Just for the record, if I try this I can access the bucket:

$ k run -it debug --image=amazon/aws-cli --overrides='{ "spec": { "serviceAccount": “test-backup" }  }' s3 ls s3://<bucket>/
If you don't see a command prompt, try pressing enter.
warning: couldn't attach to pod/debug, falling back to streaming logs: Internal error occurred: unable to upgrade connection: container debug not found in pod debug_test-dev
                           PRE mongodb/
                           PRE percona/
                           PRE velero/

$ k -n psmdb run -it debug --image=amazon/aws-cli --overrides='{ "spec": { "serviceAccount": "psmdb-operator" }  }' s3 ls s3://<bucket>/
If you don't see a command prompt, try pressing enter.
warning: couldn't attach to pod/debug, falling back to streaming logs: Internal error occurred: unable to upgrade connection: container debug not found in pod debug_psmdb
                           PRE mongodb/
                           PRE percona/
                           PRE velero/

I will recheck the issue and return to you.

Hi, Hipos!
Do you use sharded cluster?
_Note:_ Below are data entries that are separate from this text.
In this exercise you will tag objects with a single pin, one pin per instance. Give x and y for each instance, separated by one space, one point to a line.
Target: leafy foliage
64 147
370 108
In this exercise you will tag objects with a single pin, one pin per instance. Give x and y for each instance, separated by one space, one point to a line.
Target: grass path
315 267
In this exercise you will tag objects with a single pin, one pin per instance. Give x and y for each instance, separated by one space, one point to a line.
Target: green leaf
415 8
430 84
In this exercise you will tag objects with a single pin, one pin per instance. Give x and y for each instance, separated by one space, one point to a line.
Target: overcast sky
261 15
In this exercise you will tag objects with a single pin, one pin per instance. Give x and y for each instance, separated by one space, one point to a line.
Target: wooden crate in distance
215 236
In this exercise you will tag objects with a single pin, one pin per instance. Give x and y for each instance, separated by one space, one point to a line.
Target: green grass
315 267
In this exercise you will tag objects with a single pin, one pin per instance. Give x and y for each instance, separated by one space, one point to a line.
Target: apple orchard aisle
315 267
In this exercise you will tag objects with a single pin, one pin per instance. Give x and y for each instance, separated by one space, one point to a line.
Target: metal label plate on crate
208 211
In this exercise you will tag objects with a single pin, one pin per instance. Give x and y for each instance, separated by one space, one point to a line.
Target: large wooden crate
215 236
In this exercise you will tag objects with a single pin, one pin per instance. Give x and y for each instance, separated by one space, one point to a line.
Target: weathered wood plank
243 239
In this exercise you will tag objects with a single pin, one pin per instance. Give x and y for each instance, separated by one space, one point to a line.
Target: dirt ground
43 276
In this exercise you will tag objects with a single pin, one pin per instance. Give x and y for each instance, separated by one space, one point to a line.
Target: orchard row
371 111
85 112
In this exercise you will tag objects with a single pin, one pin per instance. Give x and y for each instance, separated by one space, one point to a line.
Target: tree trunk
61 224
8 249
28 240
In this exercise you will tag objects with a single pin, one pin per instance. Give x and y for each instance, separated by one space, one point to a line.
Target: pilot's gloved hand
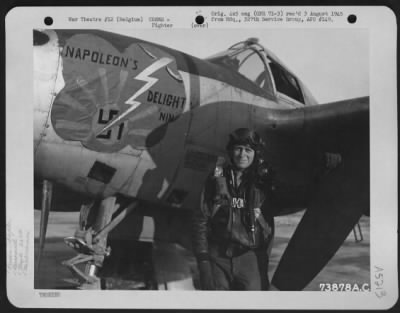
206 276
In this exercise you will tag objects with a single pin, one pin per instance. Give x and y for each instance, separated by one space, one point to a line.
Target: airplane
124 127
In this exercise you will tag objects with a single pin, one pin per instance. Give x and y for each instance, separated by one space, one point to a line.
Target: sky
332 63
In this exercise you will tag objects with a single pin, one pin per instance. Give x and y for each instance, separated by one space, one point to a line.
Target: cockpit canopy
253 61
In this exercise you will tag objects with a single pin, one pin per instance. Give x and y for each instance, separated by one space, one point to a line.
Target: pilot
233 227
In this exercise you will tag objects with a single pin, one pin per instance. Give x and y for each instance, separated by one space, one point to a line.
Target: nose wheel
91 243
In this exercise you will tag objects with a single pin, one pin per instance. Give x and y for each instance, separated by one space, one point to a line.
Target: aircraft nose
47 79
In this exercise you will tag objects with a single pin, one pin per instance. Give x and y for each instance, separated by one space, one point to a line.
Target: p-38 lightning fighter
121 118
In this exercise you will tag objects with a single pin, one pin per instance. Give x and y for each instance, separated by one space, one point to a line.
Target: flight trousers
247 271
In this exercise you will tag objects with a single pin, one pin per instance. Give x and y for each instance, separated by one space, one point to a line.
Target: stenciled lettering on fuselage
140 87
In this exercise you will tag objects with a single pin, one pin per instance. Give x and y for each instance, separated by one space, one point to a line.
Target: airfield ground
351 264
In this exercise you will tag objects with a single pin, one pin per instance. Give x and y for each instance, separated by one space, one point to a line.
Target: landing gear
90 241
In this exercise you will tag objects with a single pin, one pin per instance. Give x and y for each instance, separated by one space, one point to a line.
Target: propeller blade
47 192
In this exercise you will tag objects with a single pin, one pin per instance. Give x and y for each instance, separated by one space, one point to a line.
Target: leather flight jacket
223 224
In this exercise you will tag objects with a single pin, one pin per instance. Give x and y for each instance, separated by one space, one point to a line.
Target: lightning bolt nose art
114 98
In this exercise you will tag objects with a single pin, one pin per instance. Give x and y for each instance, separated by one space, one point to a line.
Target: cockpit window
249 63
285 83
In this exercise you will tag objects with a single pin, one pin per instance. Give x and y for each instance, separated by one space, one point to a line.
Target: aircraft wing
335 199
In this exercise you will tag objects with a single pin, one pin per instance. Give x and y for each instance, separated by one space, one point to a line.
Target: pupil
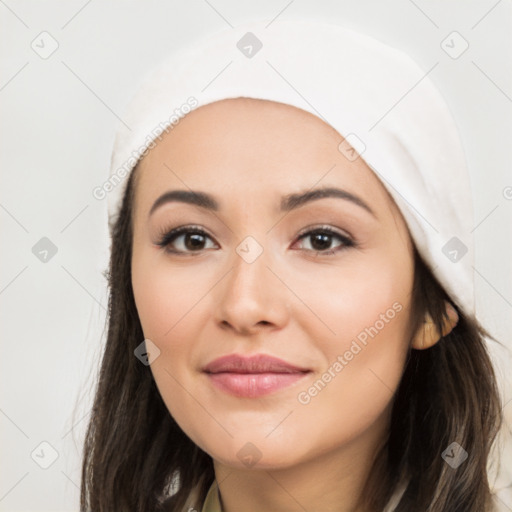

Could you confirm that you have AWS_ROLE_ARN and AWS_WEB_IDENTITY_TOKEN_FILE variables in config pods in this case too?
If yes and you run demand backup, could you please provide with configuration backup.yaml that you run.

Hi Natalia,

I have to apologize, it wasn’t a Percona’s issue: there was a network policy in Kubernetes blocking the pods to access the Internet. Once removed it worked nicely. I found it by debugging the network using tcpdump.

Thanks for your time and patience.

1 Like

@hipos glad you figured it out! Let me know if there is anything I can help with.